1/2 butternut pumpkin, peeled and cut into bite sized cubes
1 avocado, peeled and cut into small cubes
2 handfuls spinach leaves
2 Tbsp pinenuts
2 Tbsp flaked almonds
salt and pepper
olive oil

Method:
1) Pour oil onto tray lined with baking paper, add pumpkin and toss salt and pepper through. Bake in a preheated 180 degree oven for 40 mins.
2) When pumpkin is soft, add to bowls and mix through all other ingredients except almonds.
3) Top with almonds and serve with vinaigrette. A good accompaniment to a light meal like a soup.

Monday, 22 July 2013

Chickpea, canellini and broccoli bake

Whipped this one up tonight and it was crunchy and delicious! 8/10.

Ingredients:
1 small onion, diced
1 tsp crushed garlic
1 head of broccoli
1 can  garlic and basil flavoured chopped tomatoes
1 can chickpeas, drained
1 can canellini beans, drained
2 slices bread
1/2 grated cheese

Method:
1) Preheat oven to 190 degrees.
2) Heat oil in a frying pan, add onion and garlic and fry until it starts to brown.
3) Add onion and garlic mix and all ingredients apart from bread and cheese to oven safe dish and stir together. Chop bread into small pieces or process into breadcrumbs and sprinkle over the top.
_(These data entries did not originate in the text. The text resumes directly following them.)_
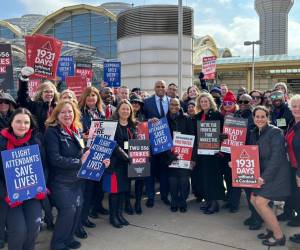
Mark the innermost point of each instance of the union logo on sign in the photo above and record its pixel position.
(47, 46)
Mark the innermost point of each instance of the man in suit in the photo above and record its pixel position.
(156, 107)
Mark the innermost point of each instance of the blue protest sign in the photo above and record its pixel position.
(93, 167)
(112, 73)
(160, 136)
(65, 67)
(23, 171)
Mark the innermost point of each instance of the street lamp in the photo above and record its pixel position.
(249, 43)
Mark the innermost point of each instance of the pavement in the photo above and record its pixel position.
(159, 229)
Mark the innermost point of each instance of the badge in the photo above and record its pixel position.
(281, 122)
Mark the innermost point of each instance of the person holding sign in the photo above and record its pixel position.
(23, 219)
(179, 178)
(119, 164)
(64, 149)
(274, 172)
(90, 105)
(207, 178)
(44, 101)
(293, 145)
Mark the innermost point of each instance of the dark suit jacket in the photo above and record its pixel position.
(150, 108)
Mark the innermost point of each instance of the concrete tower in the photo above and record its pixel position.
(273, 25)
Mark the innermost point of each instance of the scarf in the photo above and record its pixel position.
(71, 130)
(12, 141)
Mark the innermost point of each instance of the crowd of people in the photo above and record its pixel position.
(59, 124)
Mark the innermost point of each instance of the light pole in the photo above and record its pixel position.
(249, 43)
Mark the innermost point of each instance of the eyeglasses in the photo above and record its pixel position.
(228, 103)
(4, 102)
(276, 96)
(243, 102)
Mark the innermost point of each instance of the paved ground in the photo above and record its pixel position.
(158, 228)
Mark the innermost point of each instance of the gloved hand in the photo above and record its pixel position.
(12, 204)
(42, 195)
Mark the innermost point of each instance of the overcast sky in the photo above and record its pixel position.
(230, 22)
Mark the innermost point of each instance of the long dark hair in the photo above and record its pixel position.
(24, 111)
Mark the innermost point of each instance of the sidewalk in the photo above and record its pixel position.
(157, 228)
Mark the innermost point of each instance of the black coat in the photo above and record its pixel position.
(274, 166)
(119, 159)
(283, 112)
(64, 156)
(207, 179)
(36, 138)
(38, 108)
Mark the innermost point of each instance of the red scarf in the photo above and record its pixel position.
(71, 130)
(12, 141)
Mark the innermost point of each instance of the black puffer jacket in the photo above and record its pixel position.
(36, 138)
(38, 108)
(63, 155)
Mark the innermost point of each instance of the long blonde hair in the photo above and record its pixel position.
(86, 93)
(53, 119)
(212, 103)
(42, 87)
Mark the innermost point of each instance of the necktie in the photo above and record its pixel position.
(162, 112)
(107, 112)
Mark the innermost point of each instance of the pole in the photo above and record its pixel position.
(253, 75)
(179, 46)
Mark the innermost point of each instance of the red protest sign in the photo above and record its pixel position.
(209, 66)
(33, 84)
(183, 148)
(245, 166)
(236, 130)
(84, 70)
(77, 84)
(142, 131)
(42, 54)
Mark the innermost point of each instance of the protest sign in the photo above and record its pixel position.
(33, 85)
(23, 171)
(112, 73)
(76, 83)
(6, 68)
(208, 137)
(142, 131)
(65, 67)
(85, 70)
(236, 130)
(160, 136)
(106, 129)
(209, 66)
(245, 166)
(42, 54)
(139, 153)
(183, 147)
(93, 167)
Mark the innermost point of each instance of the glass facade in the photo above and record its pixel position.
(90, 29)
(7, 33)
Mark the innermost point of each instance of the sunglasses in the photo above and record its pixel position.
(4, 102)
(228, 103)
(243, 102)
(276, 96)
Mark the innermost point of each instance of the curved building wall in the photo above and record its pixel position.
(148, 45)
(88, 28)
(273, 25)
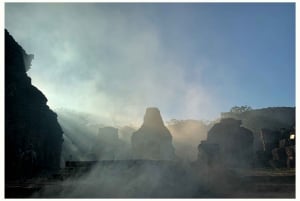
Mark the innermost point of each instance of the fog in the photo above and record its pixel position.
(109, 60)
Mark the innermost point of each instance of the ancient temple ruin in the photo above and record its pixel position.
(33, 136)
(230, 142)
(153, 140)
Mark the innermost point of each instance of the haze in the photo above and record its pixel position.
(192, 61)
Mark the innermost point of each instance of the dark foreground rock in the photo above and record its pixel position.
(156, 179)
(33, 137)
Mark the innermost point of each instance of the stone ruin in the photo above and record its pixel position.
(33, 136)
(228, 144)
(153, 140)
(278, 148)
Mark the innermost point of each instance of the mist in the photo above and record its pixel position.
(100, 66)
(102, 62)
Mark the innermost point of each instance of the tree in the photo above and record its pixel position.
(241, 109)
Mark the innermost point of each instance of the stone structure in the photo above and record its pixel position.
(153, 140)
(235, 142)
(33, 137)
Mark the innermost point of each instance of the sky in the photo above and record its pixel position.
(191, 60)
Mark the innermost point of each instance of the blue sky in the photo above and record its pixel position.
(191, 60)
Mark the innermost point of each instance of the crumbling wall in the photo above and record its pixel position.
(153, 140)
(33, 137)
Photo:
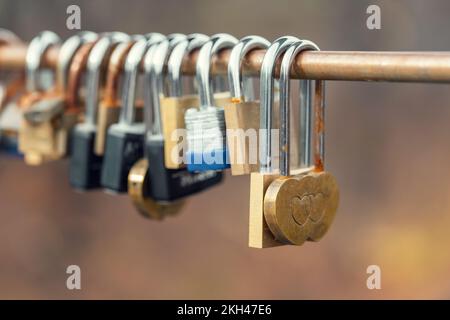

Spread cheese over and bake for 40 mins or until bread is crispy and cheese is golden.
4) Serve by itself or with a green salad.

Monday, 15 July 2013

Roasted Vegetable Bisque

We're in the exact middle of winter today - July 15 - so I thought a nice, warming soup recipe would be appropriate! This is very versatile; any type of root vegetable can be substituted and it takes minimal effort to pull together. Although the original recipe calls for the veges to be peeled, I find it works fine to leave the skins on. 10/10

Ingredients:
1 Tbsp olive oil
1 large sweet potato,  chopped into 1″ cubes
1 parsnip, peeled and diced
2 carrots, peeled and diced
1 cup coconut milk
4 cups vegetable stock
1 tsp dried mixed herbs
1/4 tsp cayenne pepper
1 tbsp rice malt syrup (can substitute maple syrup, golden syrup, etc.)
Directions:
Preheat oven to 200 degrees.
Place a piece of baking paper on a baking sheet, add oil and toss vegetables through before settling in a single layer. Roast veges in oven until tender, approx. 30-40 mins.
When all veges have finished roasting, remove from oven and very carefully transfer to a high-speed blender. Add the coconut milk, stock, thyme, rosemary, maple syrup, cayenne pepper and salt. Place the top tight on the blender and process soup until very, very smooth and velvety. If you don’t have a good blender, try either an immersion blender or a food processor. This can be done in batches if you, like me, only have a wee little blender that holds about 4 cups total!
Serve with warm, crusty bread.
I haven't tried freezing it but it keeps for a week in the fridge.

Wednesday, 22 May 2013

Zucchini ricotta slice

Ingredients:
400g (approx. 2 whole) zucchinis
1 Tbsp oil
1 onion
1 tsp crushed garlic

4 eggs
3 Tbsp ricotta cheese
3 Tbsp parmesan
1/2 c self-raising flour

1 tsp thyme
salt and pepper to taste
1 punnet cherry tomatoes

Method:
1) Preheat oven to 180 degrees and grease a baking tray or line it with baking paper.
2) Heat oil in pan and cook onion and garlic until onion softens.
3) Whisk eggs lightly in a bowl, grate zucchinis and add. Mix in onion, garlic and all other ingredients except tomatoes and pour into baking tray, speading evenly. Scatter tomatoes across the top of the batter.
4) Bake for 30 mins, until golden brown. Serve hot or cold.